The government is set to expose local authorities that have not distributed business rate relief funds to small businesses.

From 3 October ministers will publish a list of councils that have rebilled the government for the relief schemes announced in this year’s Budget.

The packages include a £300m discretionary fund for councils to distribute over four years to small businesses facing higher rates bills, and a £110m fund to cap rate rises at £50 a month for small businesses losing rate relief.

A third scheme gives a £1,000 discount to all pubs with a rateable value of less than £100,000.

In a House of Commons statement last week, local government minister Marcus Jones criticised councils for not providing relief fast enough.

“Despite various examples of good practice, the pace of providing relief to ratepayers has not been acceptable,” he said.
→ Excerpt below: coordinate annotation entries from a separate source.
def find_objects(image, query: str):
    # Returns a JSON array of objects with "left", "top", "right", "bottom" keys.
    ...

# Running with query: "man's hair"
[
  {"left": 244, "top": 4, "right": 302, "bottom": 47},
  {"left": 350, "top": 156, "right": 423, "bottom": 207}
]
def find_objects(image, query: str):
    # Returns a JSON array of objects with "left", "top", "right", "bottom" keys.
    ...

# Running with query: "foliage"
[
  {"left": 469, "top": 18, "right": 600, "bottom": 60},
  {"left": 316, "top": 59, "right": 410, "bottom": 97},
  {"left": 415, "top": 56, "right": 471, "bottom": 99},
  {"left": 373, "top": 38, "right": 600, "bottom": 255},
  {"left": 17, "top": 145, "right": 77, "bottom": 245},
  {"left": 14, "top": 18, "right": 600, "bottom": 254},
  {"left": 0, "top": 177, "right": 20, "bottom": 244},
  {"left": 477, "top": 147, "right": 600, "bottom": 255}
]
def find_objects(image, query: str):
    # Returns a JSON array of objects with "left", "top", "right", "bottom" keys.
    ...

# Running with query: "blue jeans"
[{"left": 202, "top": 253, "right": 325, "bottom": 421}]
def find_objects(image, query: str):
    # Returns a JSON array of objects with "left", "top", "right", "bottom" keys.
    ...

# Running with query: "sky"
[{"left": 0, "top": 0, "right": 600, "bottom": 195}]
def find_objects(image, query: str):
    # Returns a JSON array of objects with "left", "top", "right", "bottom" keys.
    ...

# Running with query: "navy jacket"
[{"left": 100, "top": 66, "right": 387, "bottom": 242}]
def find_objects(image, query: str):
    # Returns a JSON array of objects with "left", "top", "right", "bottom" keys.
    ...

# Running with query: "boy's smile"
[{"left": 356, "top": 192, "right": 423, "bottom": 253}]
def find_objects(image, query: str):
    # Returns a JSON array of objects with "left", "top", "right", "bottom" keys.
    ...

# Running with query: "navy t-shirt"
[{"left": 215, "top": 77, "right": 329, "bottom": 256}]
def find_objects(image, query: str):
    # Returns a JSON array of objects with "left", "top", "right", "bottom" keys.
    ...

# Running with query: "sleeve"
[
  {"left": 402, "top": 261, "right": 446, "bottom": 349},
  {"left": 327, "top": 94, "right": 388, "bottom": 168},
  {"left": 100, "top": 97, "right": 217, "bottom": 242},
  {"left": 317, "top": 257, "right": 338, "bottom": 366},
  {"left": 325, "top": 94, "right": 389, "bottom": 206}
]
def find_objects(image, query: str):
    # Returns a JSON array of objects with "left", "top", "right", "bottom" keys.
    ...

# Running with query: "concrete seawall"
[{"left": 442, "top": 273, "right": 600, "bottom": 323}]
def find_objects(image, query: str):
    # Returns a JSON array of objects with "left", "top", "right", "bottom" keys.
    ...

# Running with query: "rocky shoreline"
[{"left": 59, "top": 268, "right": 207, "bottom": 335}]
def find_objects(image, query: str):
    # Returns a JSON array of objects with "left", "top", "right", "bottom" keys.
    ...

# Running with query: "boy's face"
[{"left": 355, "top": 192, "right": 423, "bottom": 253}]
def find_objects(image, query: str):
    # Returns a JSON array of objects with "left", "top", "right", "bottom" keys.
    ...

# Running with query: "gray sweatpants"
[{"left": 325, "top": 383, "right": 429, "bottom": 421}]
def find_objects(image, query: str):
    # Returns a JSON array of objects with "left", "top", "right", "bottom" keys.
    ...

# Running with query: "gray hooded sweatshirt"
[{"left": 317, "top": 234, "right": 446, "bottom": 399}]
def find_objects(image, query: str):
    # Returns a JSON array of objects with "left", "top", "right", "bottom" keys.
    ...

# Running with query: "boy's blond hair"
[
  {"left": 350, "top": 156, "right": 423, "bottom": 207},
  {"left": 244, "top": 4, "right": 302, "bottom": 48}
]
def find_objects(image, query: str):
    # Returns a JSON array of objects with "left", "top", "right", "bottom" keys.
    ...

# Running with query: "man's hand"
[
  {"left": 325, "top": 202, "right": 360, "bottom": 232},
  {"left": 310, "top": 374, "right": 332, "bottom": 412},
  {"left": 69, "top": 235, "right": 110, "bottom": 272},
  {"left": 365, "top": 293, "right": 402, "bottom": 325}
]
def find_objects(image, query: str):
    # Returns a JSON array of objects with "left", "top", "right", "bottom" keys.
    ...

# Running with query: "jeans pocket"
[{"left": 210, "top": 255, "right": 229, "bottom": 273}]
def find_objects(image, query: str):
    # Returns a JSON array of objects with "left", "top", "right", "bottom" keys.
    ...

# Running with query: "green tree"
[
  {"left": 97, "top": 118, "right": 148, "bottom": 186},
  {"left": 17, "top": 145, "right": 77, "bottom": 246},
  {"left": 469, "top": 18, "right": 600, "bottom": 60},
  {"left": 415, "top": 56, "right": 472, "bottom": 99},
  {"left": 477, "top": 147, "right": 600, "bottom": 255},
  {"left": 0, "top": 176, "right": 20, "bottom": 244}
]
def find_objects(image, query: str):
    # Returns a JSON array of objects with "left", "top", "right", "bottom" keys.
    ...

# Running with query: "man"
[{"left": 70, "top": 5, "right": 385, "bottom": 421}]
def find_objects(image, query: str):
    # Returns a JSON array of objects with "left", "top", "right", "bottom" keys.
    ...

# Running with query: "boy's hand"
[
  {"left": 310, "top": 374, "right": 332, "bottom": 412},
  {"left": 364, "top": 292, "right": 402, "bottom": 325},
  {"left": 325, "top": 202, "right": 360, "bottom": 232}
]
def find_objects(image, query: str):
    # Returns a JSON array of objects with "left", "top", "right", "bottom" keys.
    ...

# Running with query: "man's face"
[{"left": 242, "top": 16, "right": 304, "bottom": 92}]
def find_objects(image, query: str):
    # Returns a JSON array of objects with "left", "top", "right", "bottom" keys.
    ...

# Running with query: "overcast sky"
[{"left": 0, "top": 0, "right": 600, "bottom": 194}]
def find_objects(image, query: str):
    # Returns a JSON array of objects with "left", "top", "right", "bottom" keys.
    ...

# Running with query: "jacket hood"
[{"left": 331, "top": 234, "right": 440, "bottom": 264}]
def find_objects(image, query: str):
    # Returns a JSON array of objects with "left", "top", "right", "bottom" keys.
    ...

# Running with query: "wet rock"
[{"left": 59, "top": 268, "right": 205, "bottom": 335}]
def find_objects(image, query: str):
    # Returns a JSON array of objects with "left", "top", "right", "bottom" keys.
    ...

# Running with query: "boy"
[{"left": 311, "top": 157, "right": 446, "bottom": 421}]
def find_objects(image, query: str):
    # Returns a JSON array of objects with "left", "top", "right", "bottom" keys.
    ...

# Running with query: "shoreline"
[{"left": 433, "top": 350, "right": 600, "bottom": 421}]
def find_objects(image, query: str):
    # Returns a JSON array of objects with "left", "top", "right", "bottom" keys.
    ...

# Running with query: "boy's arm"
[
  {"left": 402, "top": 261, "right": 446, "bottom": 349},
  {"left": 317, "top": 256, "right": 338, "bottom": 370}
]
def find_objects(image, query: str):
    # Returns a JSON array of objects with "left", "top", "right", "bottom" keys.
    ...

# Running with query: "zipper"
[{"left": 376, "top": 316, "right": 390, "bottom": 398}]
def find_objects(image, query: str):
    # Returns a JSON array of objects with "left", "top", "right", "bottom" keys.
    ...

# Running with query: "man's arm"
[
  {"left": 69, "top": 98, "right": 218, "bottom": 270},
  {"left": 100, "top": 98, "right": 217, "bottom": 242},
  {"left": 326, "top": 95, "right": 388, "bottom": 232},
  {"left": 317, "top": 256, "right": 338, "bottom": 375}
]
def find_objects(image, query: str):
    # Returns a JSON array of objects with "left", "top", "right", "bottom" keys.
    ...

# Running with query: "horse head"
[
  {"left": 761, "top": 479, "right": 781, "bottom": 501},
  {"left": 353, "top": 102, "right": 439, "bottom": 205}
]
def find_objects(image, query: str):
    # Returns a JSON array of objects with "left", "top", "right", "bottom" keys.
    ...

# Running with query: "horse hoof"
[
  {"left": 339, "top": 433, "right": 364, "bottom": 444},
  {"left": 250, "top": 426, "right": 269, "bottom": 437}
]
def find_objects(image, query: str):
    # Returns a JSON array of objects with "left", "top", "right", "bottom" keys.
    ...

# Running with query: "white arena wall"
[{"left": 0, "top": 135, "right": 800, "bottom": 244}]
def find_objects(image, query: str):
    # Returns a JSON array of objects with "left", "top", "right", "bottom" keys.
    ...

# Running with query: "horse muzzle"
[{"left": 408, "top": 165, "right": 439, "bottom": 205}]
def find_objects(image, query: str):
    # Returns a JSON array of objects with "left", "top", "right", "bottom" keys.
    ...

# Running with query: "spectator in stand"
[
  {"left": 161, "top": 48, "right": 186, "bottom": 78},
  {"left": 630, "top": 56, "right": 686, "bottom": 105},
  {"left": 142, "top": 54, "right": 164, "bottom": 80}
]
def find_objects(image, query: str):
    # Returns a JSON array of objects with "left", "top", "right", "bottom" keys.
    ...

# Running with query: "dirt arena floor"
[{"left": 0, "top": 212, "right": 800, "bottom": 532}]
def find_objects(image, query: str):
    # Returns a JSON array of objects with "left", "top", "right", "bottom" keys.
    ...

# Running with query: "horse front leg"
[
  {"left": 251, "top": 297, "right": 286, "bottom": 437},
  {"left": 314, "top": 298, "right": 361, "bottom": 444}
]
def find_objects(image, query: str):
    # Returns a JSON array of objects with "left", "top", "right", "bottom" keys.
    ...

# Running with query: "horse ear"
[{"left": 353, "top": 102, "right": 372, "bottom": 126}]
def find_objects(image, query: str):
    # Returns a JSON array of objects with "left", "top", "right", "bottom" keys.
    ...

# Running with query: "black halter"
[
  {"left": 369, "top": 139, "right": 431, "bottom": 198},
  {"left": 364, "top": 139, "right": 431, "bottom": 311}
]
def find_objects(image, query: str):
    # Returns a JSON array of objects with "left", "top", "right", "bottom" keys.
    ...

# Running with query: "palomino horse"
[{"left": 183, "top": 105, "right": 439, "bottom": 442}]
“I have written today to those authorities that have not fully implemented all three schemes asking them to rebill businesses that are set to benefit from relief as soon as possible.”

He praised some local authorities for having already awarded relief, including Westminster, Leeds, South Norfolk and Rutland councils.

“For example, Leeds City Council has provided over £1.5m in relief to over 3,600 ratepayers, including 50% discounts on bill increases to 3,300 small and medium sized ratepayers under their discretionary scheme,” Jones said.

But Jeeta Bhadal, owner of a One Stop franchise in Woodhouse, Leeds, said he had not received rate relief because the council had not advertised the options. His rates bill increased from £18,500 to £21,000 this year.

“We phoned up at the time to protest, but the process to appeal was so long-winded and bureaucratic. They didn’t make it simple. But now I’ll get on the case again.”